Improved FFPE Tissue Cancer-Associated Protein Detection using a Recombinant Protein Spectral Library (rPSL) DIA-MS Workflow

Formalin-fixed, paraffin-embedded (FFPE) tumour archives represent a vast, clinically annotated resource for biomarker discovery. However, reliable detection and quantification of lower-abundance proteins, particularly cancer biomarkers, remain challenging.

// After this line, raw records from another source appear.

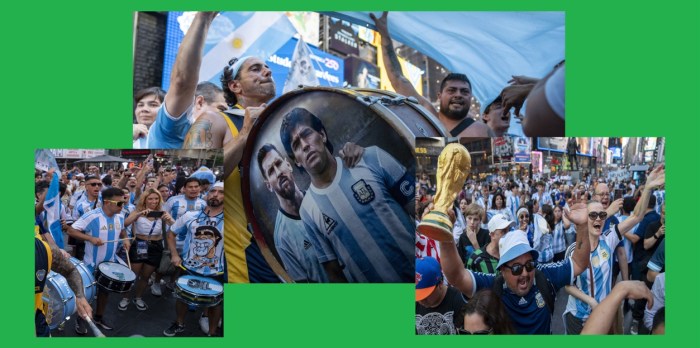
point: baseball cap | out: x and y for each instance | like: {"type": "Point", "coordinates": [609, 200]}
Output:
{"type": "Point", "coordinates": [428, 275]}
{"type": "Point", "coordinates": [499, 222]}
{"type": "Point", "coordinates": [512, 246]}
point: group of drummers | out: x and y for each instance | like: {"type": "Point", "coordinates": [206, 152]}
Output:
{"type": "Point", "coordinates": [121, 237]}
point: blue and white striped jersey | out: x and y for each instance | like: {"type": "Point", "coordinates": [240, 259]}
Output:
{"type": "Point", "coordinates": [178, 205]}
{"type": "Point", "coordinates": [96, 224]}
{"type": "Point", "coordinates": [360, 220]}
{"type": "Point", "coordinates": [203, 251]}
{"type": "Point", "coordinates": [295, 247]}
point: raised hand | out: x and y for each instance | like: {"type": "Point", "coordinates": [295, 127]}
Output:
{"type": "Point", "coordinates": [380, 23]}
{"type": "Point", "coordinates": [578, 212]}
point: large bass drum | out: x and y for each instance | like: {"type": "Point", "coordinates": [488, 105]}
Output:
{"type": "Point", "coordinates": [366, 117]}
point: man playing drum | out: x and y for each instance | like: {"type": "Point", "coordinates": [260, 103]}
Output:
{"type": "Point", "coordinates": [98, 227]}
{"type": "Point", "coordinates": [50, 258]}
{"type": "Point", "coordinates": [203, 252]}
{"type": "Point", "coordinates": [455, 91]}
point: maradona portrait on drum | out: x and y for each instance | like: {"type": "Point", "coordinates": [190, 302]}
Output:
{"type": "Point", "coordinates": [354, 221]}
{"type": "Point", "coordinates": [362, 153]}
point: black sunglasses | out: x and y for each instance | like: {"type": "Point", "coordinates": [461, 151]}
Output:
{"type": "Point", "coordinates": [595, 214]}
{"type": "Point", "coordinates": [118, 203]}
{"type": "Point", "coordinates": [517, 268]}
{"type": "Point", "coordinates": [480, 332]}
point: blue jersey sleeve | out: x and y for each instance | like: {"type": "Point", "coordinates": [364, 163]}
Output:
{"type": "Point", "coordinates": [559, 274]}
{"type": "Point", "coordinates": [658, 260]}
{"type": "Point", "coordinates": [168, 132]}
{"type": "Point", "coordinates": [481, 281]}
{"type": "Point", "coordinates": [400, 183]}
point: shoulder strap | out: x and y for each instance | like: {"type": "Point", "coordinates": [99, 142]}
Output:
{"type": "Point", "coordinates": [466, 122]}
{"type": "Point", "coordinates": [546, 289]}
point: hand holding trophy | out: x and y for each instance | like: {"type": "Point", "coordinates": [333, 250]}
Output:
{"type": "Point", "coordinates": [454, 164]}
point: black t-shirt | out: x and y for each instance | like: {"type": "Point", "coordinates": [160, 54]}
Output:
{"type": "Point", "coordinates": [443, 319]}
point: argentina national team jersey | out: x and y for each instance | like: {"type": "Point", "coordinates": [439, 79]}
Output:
{"type": "Point", "coordinates": [601, 266]}
{"type": "Point", "coordinates": [296, 250]}
{"type": "Point", "coordinates": [529, 314]}
{"type": "Point", "coordinates": [96, 224]}
{"type": "Point", "coordinates": [179, 205]}
{"type": "Point", "coordinates": [203, 251]}
{"type": "Point", "coordinates": [359, 219]}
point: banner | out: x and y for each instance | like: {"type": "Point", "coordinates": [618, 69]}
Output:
{"type": "Point", "coordinates": [329, 68]}
{"type": "Point", "coordinates": [502, 148]}
{"type": "Point", "coordinates": [301, 72]}
{"type": "Point", "coordinates": [521, 154]}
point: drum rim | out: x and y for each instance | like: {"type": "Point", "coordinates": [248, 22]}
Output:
{"type": "Point", "coordinates": [68, 305]}
{"type": "Point", "coordinates": [191, 276]}
{"type": "Point", "coordinates": [245, 164]}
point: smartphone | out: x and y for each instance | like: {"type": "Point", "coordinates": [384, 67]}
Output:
{"type": "Point", "coordinates": [155, 214]}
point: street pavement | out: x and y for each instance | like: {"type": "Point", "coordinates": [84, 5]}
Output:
{"type": "Point", "coordinates": [149, 323]}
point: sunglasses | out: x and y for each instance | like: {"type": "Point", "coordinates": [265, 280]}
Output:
{"type": "Point", "coordinates": [597, 214]}
{"type": "Point", "coordinates": [480, 332]}
{"type": "Point", "coordinates": [118, 203]}
{"type": "Point", "coordinates": [517, 268]}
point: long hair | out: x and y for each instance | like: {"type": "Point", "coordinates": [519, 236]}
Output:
{"type": "Point", "coordinates": [490, 307]}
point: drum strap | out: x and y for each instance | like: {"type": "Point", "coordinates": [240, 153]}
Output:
{"type": "Point", "coordinates": [466, 122]}
{"type": "Point", "coordinates": [42, 265]}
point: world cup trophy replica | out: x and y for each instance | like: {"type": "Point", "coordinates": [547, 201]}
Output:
{"type": "Point", "coordinates": [454, 164]}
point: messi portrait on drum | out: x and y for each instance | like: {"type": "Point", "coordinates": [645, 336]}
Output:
{"type": "Point", "coordinates": [340, 164]}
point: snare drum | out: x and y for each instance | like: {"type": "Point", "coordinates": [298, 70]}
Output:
{"type": "Point", "coordinates": [89, 286]}
{"type": "Point", "coordinates": [59, 300]}
{"type": "Point", "coordinates": [114, 277]}
{"type": "Point", "coordinates": [198, 291]}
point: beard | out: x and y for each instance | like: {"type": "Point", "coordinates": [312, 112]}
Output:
{"type": "Point", "coordinates": [454, 114]}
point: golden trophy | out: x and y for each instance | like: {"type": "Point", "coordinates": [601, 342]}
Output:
{"type": "Point", "coordinates": [454, 164]}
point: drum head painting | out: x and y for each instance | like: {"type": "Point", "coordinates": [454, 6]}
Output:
{"type": "Point", "coordinates": [358, 219]}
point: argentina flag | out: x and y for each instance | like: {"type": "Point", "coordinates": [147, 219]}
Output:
{"type": "Point", "coordinates": [232, 34]}
{"type": "Point", "coordinates": [52, 209]}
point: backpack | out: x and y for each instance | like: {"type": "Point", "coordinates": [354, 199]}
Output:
{"type": "Point", "coordinates": [543, 285]}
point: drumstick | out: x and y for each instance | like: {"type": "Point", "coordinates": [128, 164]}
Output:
{"type": "Point", "coordinates": [117, 240]}
{"type": "Point", "coordinates": [127, 259]}
{"type": "Point", "coordinates": [94, 328]}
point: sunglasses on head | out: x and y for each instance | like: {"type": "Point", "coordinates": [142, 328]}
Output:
{"type": "Point", "coordinates": [596, 214]}
{"type": "Point", "coordinates": [480, 332]}
{"type": "Point", "coordinates": [118, 203]}
{"type": "Point", "coordinates": [517, 268]}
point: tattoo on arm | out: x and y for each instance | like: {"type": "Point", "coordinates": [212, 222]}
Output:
{"type": "Point", "coordinates": [64, 267]}
{"type": "Point", "coordinates": [199, 136]}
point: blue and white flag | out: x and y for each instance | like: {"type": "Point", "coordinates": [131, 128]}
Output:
{"type": "Point", "coordinates": [44, 160]}
{"type": "Point", "coordinates": [52, 209]}
{"type": "Point", "coordinates": [231, 34]}
{"type": "Point", "coordinates": [302, 72]}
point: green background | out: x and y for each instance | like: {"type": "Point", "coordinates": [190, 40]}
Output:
{"type": "Point", "coordinates": [67, 81]}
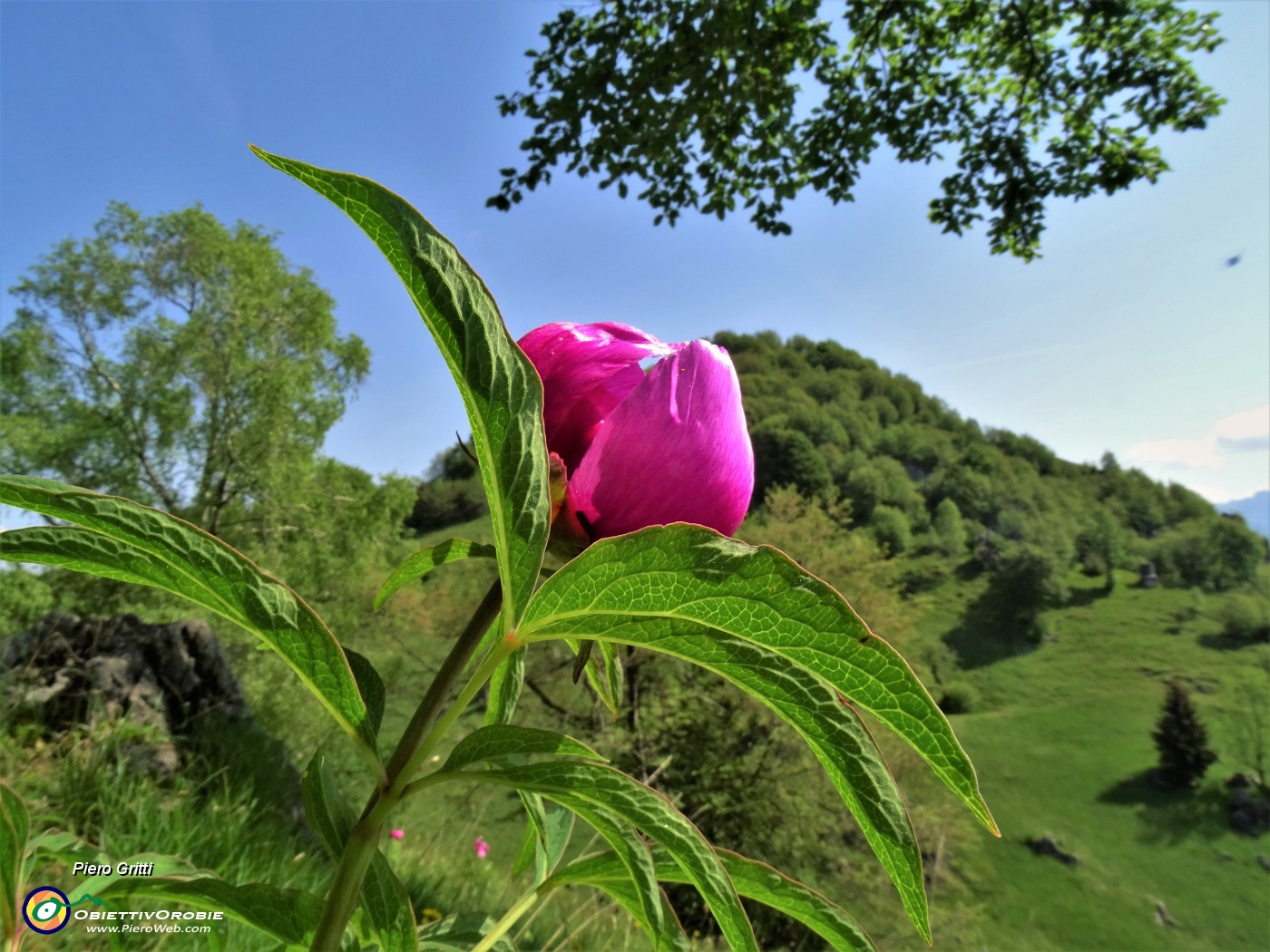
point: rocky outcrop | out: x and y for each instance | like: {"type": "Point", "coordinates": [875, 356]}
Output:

Here, we applied an optimised recombinant protein spectral library data-independent acquisition MS (rPSL-DIA-MS) workflow to FFPE colorectal cancer (CRC) tissues to demonstrate efficient protein extraction, compare library-based and library-free DIA analysis using FragPipe/DIA-NN and Spectronaut, and assess sensitive detection and quantification of candidate biomarkers. Proteins were extracted from 20 CRC FFPE tumours and analysed by DIA-MS. An independent cohort (n = 20) processed separately was used to evaluate reproducibility. Optimised extraction and deep DDA library generation enabled identification of > 7,000 proteins (> 5,500 quantified) from FFPE CRC tissues. Across both platforms, library-based DIA achieved greater proteome coverage than library-free analysis. Recombinant proteins representing 34 cancer-associated proteins were used to generate rPSL-only and merged biological-rPSL libraries. rPSL-based DIA improved detection of most cancer-associated proteins, enabling quantification of all 34 proteins with multiple high-stringency peptides and increased coverage compared with standard biological-library and library-free DIA-MS workflows. Independent batch analysis showed minimal variation. Overall, rPSL-DIA-MS enables deep, sensitive and reproducible proteomic profiling of CRC FFPE tissues, supporting retrospective biomarker discovery in archival cohorts.